Sharing common aesthetic and poetic registers, musical modes, grammar and sensibilities, two forms inhabiting vastly different worlds, come together in the universe of classicism, intensely engaging, weaving together ideas, structures and emotions.
Baramasa is a conceptual construct of visual art and poetry depicting life, love and longing in the Indian subcontinent through the cycle of six seasons spread over twelve months.This device has been used by Sufi and Bhakti saints to express their mystical musings and spiritual discourse for over a thousand years.
Aatish-e-Ishq, or the ‘Fire of Love’, burns in the being of the nayika, the heroine each day of the month and each month of the year. Pining for her beloved, every passing season brings forth a new facet to her yearning. Seasonal shifts and changing ecological imagery, create new experiences to her state of suffering.
Video preview of the performance
O sakhi, my confidant, she laments, “the fire of love burns bright all twelve months. From ash a spark, from ember a flame…”
Beginning with spring, a ruthless shower of Kamadeva’s arrows torments her. Her suffering is further exacerbated by seeing nature in bloom and living beings in union.
In summer, the suns relentless assault is unbearable. A drink of water may relieve the parched throat but what will quench the desire for union with the beloved? The nayika has become a laughing stock for those whose lovers have returned home.
Lo, the dark grey clouds have arrived. They bring with them a renewed hope. As thunder claps and the drops begin to fall, all of nature dances in celebration. But the nayika’s body burns with passion and the rain drops turn to steam upon contact with her flesh. The constant drum rolls of lightening instill in her a fear and eyes have storm of their own brewing in them. The beloved, she contemplates, has forgotten her.
The poet Kalidasa describes sharada as the season of ripening. The earth resembles a beautiful bride and the cool rays of the full moon of sharada purnima ignite in the heroine a deep yearning for Krishna. All the lovers gather to dance with the beloved, but the dusky flautist is nowhere to be found.

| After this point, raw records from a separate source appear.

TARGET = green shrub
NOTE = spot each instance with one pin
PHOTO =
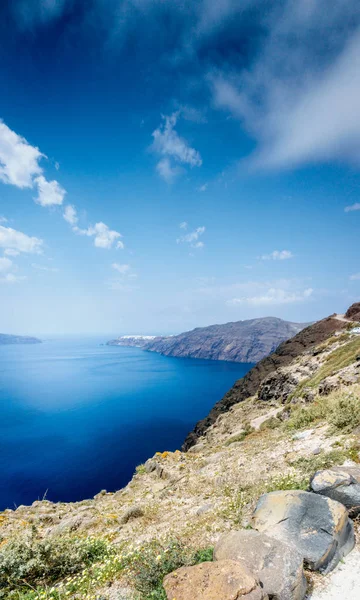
(344, 410)
(25, 560)
(271, 423)
(150, 565)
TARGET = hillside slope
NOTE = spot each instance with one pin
(304, 341)
(241, 341)
(6, 338)
(302, 417)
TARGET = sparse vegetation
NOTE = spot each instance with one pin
(150, 565)
(27, 562)
(341, 409)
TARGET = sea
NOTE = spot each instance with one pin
(77, 416)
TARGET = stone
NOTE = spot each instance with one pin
(222, 580)
(278, 566)
(317, 526)
(203, 509)
(134, 512)
(341, 484)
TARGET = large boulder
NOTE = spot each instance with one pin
(317, 526)
(278, 566)
(341, 484)
(222, 580)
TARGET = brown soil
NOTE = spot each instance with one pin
(247, 386)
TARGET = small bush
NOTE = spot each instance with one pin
(150, 565)
(270, 423)
(344, 410)
(26, 560)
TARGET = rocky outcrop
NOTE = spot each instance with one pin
(278, 566)
(285, 354)
(318, 527)
(226, 579)
(353, 313)
(17, 339)
(341, 484)
(240, 341)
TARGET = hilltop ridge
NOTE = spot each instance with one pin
(288, 433)
(239, 341)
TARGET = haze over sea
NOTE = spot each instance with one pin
(78, 416)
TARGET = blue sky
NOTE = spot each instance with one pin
(165, 165)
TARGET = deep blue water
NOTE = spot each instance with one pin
(77, 417)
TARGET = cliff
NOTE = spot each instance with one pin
(17, 339)
(270, 457)
(241, 341)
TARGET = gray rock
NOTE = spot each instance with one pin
(341, 484)
(278, 566)
(203, 509)
(134, 512)
(317, 526)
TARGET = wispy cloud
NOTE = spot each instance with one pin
(173, 148)
(18, 241)
(122, 269)
(50, 193)
(353, 207)
(70, 215)
(12, 278)
(278, 255)
(192, 238)
(44, 268)
(299, 97)
(272, 297)
(19, 161)
(104, 237)
(19, 166)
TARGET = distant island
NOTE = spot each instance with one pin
(17, 339)
(240, 341)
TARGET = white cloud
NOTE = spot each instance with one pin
(273, 296)
(16, 240)
(19, 161)
(122, 269)
(44, 268)
(170, 145)
(104, 237)
(299, 98)
(11, 278)
(278, 255)
(50, 193)
(192, 238)
(11, 252)
(167, 171)
(70, 215)
(353, 207)
(5, 264)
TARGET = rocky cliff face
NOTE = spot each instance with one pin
(241, 341)
(279, 457)
(285, 354)
(17, 339)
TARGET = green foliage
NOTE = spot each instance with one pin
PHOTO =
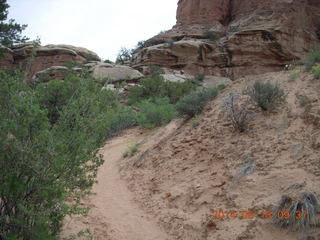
(156, 113)
(120, 119)
(156, 87)
(49, 138)
(266, 95)
(200, 77)
(293, 76)
(316, 71)
(237, 113)
(54, 95)
(304, 101)
(10, 31)
(71, 64)
(108, 61)
(195, 122)
(211, 36)
(193, 103)
(302, 209)
(313, 58)
(132, 149)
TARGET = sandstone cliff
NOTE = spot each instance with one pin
(254, 37)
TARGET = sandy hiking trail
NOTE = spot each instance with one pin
(114, 214)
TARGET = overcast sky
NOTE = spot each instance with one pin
(103, 26)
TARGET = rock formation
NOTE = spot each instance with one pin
(45, 63)
(254, 37)
(34, 58)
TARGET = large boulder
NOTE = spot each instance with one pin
(114, 73)
(51, 73)
(255, 36)
(35, 58)
(83, 52)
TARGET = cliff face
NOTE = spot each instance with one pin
(202, 11)
(34, 59)
(255, 36)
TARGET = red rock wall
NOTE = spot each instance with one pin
(202, 11)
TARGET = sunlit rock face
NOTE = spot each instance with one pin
(202, 11)
(255, 36)
(33, 58)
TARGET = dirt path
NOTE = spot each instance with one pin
(114, 213)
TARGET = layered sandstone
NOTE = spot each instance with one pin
(255, 36)
(34, 59)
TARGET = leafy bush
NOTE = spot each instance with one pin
(156, 113)
(293, 76)
(55, 94)
(266, 95)
(195, 122)
(132, 149)
(48, 153)
(200, 77)
(119, 120)
(156, 87)
(316, 71)
(302, 211)
(238, 114)
(193, 103)
(313, 58)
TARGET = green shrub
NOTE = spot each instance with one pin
(156, 113)
(193, 103)
(200, 77)
(304, 101)
(119, 120)
(293, 76)
(132, 149)
(50, 135)
(55, 94)
(156, 87)
(313, 58)
(237, 113)
(266, 95)
(195, 122)
(316, 71)
(302, 211)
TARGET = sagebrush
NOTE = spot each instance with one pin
(266, 95)
(193, 103)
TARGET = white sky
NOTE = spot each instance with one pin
(103, 26)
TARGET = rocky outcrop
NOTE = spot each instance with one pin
(34, 59)
(236, 37)
(113, 73)
(6, 57)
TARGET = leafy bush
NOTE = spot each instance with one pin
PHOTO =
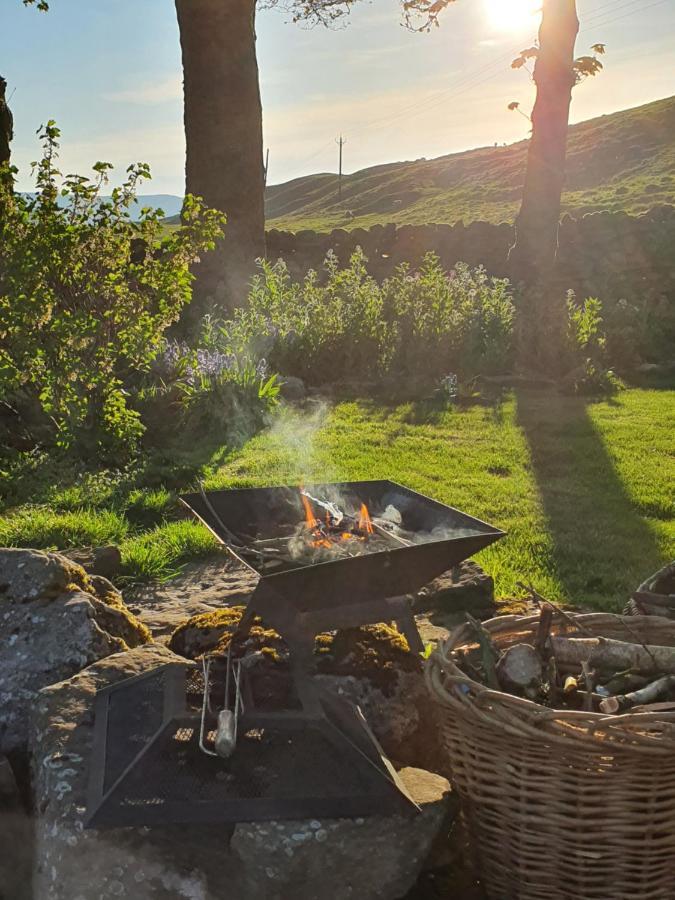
(207, 388)
(587, 347)
(418, 325)
(86, 295)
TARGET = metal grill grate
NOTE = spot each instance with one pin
(155, 772)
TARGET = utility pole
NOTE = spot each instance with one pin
(340, 142)
(267, 165)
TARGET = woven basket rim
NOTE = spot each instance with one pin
(650, 733)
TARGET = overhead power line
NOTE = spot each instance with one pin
(596, 19)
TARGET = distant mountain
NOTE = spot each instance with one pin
(623, 161)
(169, 203)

As fall looms, nature sheds its colourful beauty. One by one the leaves fall to the earth. The trees stand denuded, derobed. The wind whistles through the wilderness, but ride not on it the nayika’s pleas to the beloved. The sleepless night bears witness as ankle bells accompany her restless song.
Oh the irony of separation. The body shiver in the frost of winter, but inside, the soul burns in agony. The hearth fire only serves to fan the flames within. Radha dances lost, in solitude. “O friend, what’s keeping Krishna?”
And finally after an entre cycle of seasons has passed, the hero arrives. The nayika exclaims:
“This cycle of my suffering has finally come to a close… Krishna has appeared. As he lifts my veil, I stand in disbelief. He plays holi with me. He drenches me with his fountain gun; his hands smear my body with colour. As the moment of my dreams becomes reality, I belong completely to him.
Hear me now o mountain bearer, o giridhari, I too have borne a mountain of suffering in your absence. The seasons mocked me as I yearned for you, as I burned in your love. Come now; sit beside me. Let me fill my sight with your visage.
O sakhi, my confidant…the fire of love burns bright all twelve months.
From ash a spark, from ember a flame…Love dances, the beloved dances, I dance, you dance, the seasons, all twelve months dance, the cosmos dances… The flame of love dances eternally.”